Threat assessment decision: A threat assessment decision is a decision made in automatic response to a particular circumstance. For example, if a the driver of an automobile is swerving, a warning may sound in order to alert the driver that he or she may be driving recklessly. In another example, as a car gets very close to another vehicle, a warning may sound to alert the driver to avoid a potential collision. The output of the present invention is used to provide information to such systems to assist in the threat assessment decision in order to determine whether to warn the driver of potential danger. For example, if the level of driver distraction was considered to be HIGH and the confidence in the measure of distraction was MEDIUM to HIGH, the system may react more conservatively, e.g. signaling a potential collision earlier. The system may be adjusted to match various driver profiles. For example, a driver who enjoys driving aggressively could adjust the system so that activities that would normally cause the system to warn a less aggressive driver would not cause a warning for the more aggressive driver. As a result, the system can be tailored to the driving style of a particular user.
(2) Physical Aspects
The present invention has three principal “physical” aspects. The first is a system for determining operator distraction, typically in the form of a computer system operating software or in the form of a “hard-coded” instruction set. This system may be incorporated into various, devices such as a vehicular warning system, and may be coupled with a variety of sensors that provide information regarding an operator's distraction level. The second physical aspect is a method, typically in the form of software, operated using a data processing system (computer). The third principal physical aspect is a computer program product. The computer program product generally represents computer readable code stored on a computer readable medium such as an optical storage device, e.g., a compact disc (CD) or digital versatile disc (DVD), or a magnetic storage device such as a floppy disk or magnetic tape. Other, non-limiting examples of computer readable media include hard disks, read only memory (ROM), and flash-type memories. These aspects will be described in more detail below.
A block diagram depicting the components of a computer system used in the present invention is provided in
An illustrative diagram of a computer program product embodying the present invention is depicted in
(3) Discussion
The present invention provides a mechanism for generating an indication of operator distraction, and more particularly for measuring the level of distraction of vehicle drivers.

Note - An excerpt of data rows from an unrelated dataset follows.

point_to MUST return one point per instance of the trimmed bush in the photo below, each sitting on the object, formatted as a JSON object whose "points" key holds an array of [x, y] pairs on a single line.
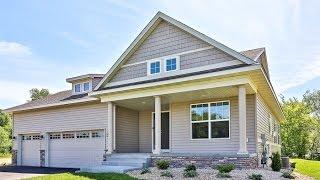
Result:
{"points": [[163, 164], [190, 167], [166, 174], [191, 173], [225, 168], [255, 176], [276, 161], [145, 170]]}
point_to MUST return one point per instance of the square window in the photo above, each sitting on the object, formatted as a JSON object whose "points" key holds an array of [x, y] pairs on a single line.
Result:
{"points": [[171, 64], [86, 86], [155, 67], [200, 130], [220, 129], [77, 88]]}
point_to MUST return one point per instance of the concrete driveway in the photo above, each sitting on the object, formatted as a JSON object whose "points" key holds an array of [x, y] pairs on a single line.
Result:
{"points": [[21, 172]]}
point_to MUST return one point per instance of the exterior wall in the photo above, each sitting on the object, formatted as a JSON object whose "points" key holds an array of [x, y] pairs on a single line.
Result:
{"points": [[127, 130], [263, 123], [145, 131], [181, 141], [166, 40]]}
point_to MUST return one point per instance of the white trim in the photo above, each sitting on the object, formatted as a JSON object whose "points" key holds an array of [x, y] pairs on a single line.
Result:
{"points": [[152, 24], [174, 73], [209, 120], [152, 132], [172, 55]]}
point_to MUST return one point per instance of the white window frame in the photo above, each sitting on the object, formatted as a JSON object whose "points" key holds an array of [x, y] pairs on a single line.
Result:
{"points": [[149, 66], [89, 86], [177, 63], [209, 121]]}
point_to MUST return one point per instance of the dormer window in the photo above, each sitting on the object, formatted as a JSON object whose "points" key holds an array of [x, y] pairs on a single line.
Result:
{"points": [[86, 86], [77, 88]]}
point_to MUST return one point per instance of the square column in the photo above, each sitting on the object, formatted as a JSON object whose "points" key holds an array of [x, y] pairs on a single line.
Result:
{"points": [[242, 121], [109, 133], [157, 123]]}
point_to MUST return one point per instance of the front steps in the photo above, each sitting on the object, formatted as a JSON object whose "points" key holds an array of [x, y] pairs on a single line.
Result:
{"points": [[121, 163]]}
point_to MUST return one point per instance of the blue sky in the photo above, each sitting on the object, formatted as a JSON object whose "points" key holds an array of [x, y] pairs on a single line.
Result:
{"points": [[44, 42]]}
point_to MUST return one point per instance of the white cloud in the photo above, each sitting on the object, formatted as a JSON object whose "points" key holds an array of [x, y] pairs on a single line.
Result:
{"points": [[14, 49]]}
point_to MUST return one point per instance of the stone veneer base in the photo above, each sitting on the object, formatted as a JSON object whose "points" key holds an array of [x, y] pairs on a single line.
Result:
{"points": [[178, 161]]}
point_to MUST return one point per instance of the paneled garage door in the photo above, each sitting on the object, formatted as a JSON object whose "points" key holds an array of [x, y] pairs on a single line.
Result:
{"points": [[76, 149], [30, 150]]}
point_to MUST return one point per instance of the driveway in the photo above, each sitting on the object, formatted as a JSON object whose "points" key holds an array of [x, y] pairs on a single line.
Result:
{"points": [[20, 172]]}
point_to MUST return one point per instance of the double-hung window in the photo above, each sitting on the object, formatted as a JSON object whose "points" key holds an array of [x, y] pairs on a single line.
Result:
{"points": [[171, 64], [210, 120], [155, 67]]}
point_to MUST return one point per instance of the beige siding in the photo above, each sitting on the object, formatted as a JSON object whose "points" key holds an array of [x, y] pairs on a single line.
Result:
{"points": [[127, 130], [76, 117], [181, 134], [145, 131]]}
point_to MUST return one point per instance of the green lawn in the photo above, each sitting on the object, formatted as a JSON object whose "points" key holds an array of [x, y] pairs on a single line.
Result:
{"points": [[83, 176], [308, 167]]}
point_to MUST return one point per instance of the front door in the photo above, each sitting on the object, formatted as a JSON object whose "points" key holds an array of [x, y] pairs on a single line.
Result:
{"points": [[165, 116]]}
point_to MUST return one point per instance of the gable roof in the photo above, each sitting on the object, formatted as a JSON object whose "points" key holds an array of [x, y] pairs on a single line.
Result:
{"points": [[150, 27]]}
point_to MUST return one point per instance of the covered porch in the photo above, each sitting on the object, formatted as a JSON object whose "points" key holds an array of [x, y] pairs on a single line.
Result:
{"points": [[158, 119]]}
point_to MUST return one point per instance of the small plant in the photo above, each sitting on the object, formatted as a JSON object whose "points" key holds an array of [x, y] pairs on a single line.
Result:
{"points": [[255, 176], [145, 170], [190, 167], [225, 168], [288, 174], [190, 173], [166, 174], [276, 161], [162, 164], [223, 175]]}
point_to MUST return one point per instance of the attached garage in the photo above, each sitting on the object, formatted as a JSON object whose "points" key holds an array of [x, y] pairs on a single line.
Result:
{"points": [[30, 150], [76, 149]]}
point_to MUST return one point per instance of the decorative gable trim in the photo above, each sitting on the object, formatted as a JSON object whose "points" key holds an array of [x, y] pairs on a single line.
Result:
{"points": [[150, 27]]}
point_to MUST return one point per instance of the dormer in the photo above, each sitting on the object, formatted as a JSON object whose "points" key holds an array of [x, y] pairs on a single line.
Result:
{"points": [[84, 83]]}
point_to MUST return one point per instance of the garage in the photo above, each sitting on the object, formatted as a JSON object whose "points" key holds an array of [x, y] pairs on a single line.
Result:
{"points": [[76, 149], [30, 150]]}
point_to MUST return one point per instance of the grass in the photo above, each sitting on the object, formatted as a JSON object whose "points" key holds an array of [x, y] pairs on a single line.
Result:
{"points": [[83, 176], [308, 167]]}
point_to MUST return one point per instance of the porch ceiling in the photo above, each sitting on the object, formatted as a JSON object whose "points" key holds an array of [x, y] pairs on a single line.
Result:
{"points": [[147, 103]]}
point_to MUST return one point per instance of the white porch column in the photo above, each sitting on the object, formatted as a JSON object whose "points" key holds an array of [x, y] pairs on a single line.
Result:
{"points": [[110, 128], [157, 123], [242, 121]]}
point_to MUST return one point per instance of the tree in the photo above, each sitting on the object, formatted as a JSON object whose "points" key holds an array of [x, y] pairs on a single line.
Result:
{"points": [[297, 129], [5, 133], [35, 93]]}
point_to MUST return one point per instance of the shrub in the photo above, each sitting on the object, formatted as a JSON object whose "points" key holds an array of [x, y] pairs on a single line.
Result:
{"points": [[225, 168], [166, 174], [287, 174], [162, 164], [191, 173], [276, 161], [223, 175], [145, 170], [190, 167], [255, 176]]}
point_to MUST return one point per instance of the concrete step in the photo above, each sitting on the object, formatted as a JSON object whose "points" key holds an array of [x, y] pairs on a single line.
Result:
{"points": [[104, 168]]}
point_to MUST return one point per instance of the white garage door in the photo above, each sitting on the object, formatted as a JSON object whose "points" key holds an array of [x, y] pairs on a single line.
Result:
{"points": [[76, 149], [30, 150]]}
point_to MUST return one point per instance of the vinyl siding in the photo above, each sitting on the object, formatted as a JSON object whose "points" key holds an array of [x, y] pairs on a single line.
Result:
{"points": [[145, 131], [127, 130], [181, 134], [77, 117]]}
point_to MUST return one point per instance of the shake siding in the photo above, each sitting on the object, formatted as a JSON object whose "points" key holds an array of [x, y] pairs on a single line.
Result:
{"points": [[76, 117], [181, 134], [145, 131], [127, 130]]}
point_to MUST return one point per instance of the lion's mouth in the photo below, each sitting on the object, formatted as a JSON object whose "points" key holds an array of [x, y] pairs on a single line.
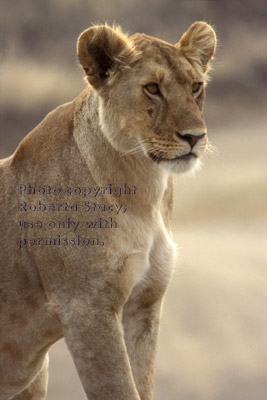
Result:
{"points": [[185, 157]]}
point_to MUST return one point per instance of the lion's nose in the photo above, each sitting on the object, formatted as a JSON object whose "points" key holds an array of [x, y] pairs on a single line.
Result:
{"points": [[191, 139]]}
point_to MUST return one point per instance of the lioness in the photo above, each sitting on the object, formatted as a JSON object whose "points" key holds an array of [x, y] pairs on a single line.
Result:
{"points": [[86, 248]]}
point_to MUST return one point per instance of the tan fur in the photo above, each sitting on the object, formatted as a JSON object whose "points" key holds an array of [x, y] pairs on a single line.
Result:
{"points": [[135, 123]]}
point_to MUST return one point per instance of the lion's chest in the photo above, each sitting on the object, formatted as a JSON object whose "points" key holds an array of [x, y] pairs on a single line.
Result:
{"points": [[153, 253]]}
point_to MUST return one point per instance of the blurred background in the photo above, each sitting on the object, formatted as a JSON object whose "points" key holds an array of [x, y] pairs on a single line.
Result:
{"points": [[213, 342]]}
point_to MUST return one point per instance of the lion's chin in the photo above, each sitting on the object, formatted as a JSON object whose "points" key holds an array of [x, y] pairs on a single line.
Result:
{"points": [[181, 165]]}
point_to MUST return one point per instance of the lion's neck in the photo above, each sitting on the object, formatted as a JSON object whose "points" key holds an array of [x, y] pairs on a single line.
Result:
{"points": [[107, 165]]}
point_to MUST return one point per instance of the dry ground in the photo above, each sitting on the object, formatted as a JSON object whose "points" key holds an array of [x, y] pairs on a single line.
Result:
{"points": [[213, 342]]}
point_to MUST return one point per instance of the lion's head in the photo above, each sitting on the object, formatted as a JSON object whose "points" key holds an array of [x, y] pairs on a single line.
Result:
{"points": [[151, 93]]}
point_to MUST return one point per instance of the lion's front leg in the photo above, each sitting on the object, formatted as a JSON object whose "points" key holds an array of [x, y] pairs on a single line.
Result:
{"points": [[94, 337], [38, 387], [141, 324]]}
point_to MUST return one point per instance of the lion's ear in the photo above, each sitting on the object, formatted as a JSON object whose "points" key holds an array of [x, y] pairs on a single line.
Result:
{"points": [[198, 44], [102, 50]]}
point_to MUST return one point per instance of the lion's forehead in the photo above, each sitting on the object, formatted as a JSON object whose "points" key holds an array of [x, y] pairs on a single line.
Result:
{"points": [[164, 59]]}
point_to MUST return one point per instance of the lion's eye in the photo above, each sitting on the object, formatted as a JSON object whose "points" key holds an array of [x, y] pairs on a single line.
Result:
{"points": [[196, 88], [153, 88]]}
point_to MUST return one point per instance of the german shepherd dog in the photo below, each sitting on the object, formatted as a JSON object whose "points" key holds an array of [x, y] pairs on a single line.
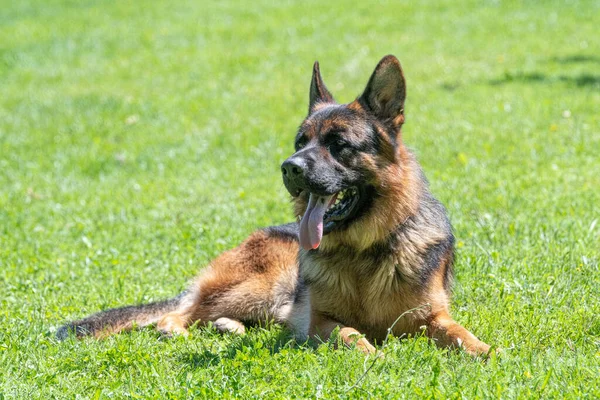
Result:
{"points": [[372, 244]]}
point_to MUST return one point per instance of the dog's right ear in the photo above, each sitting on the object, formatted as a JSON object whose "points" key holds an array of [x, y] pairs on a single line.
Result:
{"points": [[318, 90], [386, 91]]}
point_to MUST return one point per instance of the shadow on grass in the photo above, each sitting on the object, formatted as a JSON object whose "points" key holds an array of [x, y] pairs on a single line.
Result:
{"points": [[209, 357], [581, 80], [576, 58]]}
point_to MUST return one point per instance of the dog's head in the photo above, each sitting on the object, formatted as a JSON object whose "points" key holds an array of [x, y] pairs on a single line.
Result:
{"points": [[348, 158]]}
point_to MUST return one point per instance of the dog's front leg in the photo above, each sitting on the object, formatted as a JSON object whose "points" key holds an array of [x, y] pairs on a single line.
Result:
{"points": [[448, 333], [321, 327]]}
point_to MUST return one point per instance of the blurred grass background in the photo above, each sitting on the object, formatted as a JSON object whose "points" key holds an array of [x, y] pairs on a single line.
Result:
{"points": [[140, 139]]}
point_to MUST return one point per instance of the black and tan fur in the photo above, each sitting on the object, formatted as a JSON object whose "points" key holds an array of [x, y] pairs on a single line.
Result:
{"points": [[391, 254]]}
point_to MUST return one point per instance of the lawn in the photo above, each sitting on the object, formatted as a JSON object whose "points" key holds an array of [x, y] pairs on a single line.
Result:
{"points": [[138, 140]]}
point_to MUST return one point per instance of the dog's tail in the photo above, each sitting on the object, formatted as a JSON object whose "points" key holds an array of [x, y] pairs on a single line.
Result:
{"points": [[119, 319]]}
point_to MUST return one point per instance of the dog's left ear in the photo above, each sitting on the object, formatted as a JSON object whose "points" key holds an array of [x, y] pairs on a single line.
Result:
{"points": [[386, 91], [318, 90]]}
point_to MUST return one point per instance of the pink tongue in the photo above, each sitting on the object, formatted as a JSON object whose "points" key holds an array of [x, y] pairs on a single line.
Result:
{"points": [[311, 226]]}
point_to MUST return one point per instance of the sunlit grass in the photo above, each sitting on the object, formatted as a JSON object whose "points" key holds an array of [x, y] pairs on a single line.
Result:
{"points": [[140, 139]]}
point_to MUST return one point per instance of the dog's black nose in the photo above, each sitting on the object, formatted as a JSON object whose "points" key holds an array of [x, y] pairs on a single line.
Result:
{"points": [[293, 168]]}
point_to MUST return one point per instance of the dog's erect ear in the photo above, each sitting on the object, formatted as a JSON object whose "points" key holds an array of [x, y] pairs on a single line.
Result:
{"points": [[386, 91], [318, 90]]}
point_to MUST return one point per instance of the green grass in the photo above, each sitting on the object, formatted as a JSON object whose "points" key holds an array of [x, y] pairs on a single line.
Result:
{"points": [[140, 139]]}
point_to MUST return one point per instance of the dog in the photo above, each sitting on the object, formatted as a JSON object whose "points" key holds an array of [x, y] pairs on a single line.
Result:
{"points": [[370, 255]]}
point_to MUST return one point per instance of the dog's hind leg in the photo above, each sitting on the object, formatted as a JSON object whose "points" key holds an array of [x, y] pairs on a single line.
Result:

Specifically, a technique for estimating an operator's distraction level for tasks that involve glancing away from the vehicle's forward path is presented. It may be based on fuzzy logic rules for estimating the distraction level due to pressing buttons, turning knobs, etc. Such actions are often parts of multi-action complex tasks and, as such, provide predictive information regarding near-term distraction levels. The present invention is described herein in the context of its application for drivers of motor vehicles, but a wide variety of other applications involving the measurement of human distraction by monitoring secondary activities will be readily ascertainable by one of skill in the art. With regard to the application for drivers of motor vehicles, the present invention is particularly beneficial for collision warning systems because it allows for the adjustment of a threat assessment decision.
If the system determines that the driver has a high distraction level with moderate to high confidence in the estimate of the distraction level, then it will make a more “conservative” decision in evaluating the best response to the current threat assessment. If the driver is distracted, they need more time to respond to a potential threat alert in order to take the correct action, so an earlier warning/response is desired. However, if the driver is attentive and has adequate time to respond, it may be better to wait until the threat level increases further before taking a response action. Producing earlier alerts when the driver is attending requires that a threat assessment decision be made with less information. It is also important that the threat assessment system not react prematurely and take a responsive action before a driver would normally respond. Such responses are considered “false alarms” and are perceived as a significant nuisance by the driver. Since different drivers exhibit different response characteristics, it may be desirable to have different warning settings or preferences available to accommodate variations in the normal driving behavior range, e.g., a young male may have a different setting than that of an elderly female. Overall safety is enhanced by producing earlier threat warnings/responses when driver distraction is high.
As may be understood by reference to the glossary above, button pushes and knob adjustments are generally referred to as control activations. A single control activation, not followed by another control activation, is classified as a simple secondary task. Many secondary tasks require multiple action (i.e. multiple button pushes), and are referred to as complex secondary tasks. An example of a complex secondary task is hunting around to find a radio station with a preferred song or type of music.
During a simple task, typically the driver glances to locate the control, activates the control, and then returns their glance to the forward view. Once the control is activated, the amount of remaining distraction to predict is considered insignificant. One difficulty is that a portion of the distraction of the simple secondary task occurs before the event that can be easily measured (i.e. the button push). This lack of predictive capability is not a critical shortcoming because the number of accidents caused by simple tasks has not been found to be significant.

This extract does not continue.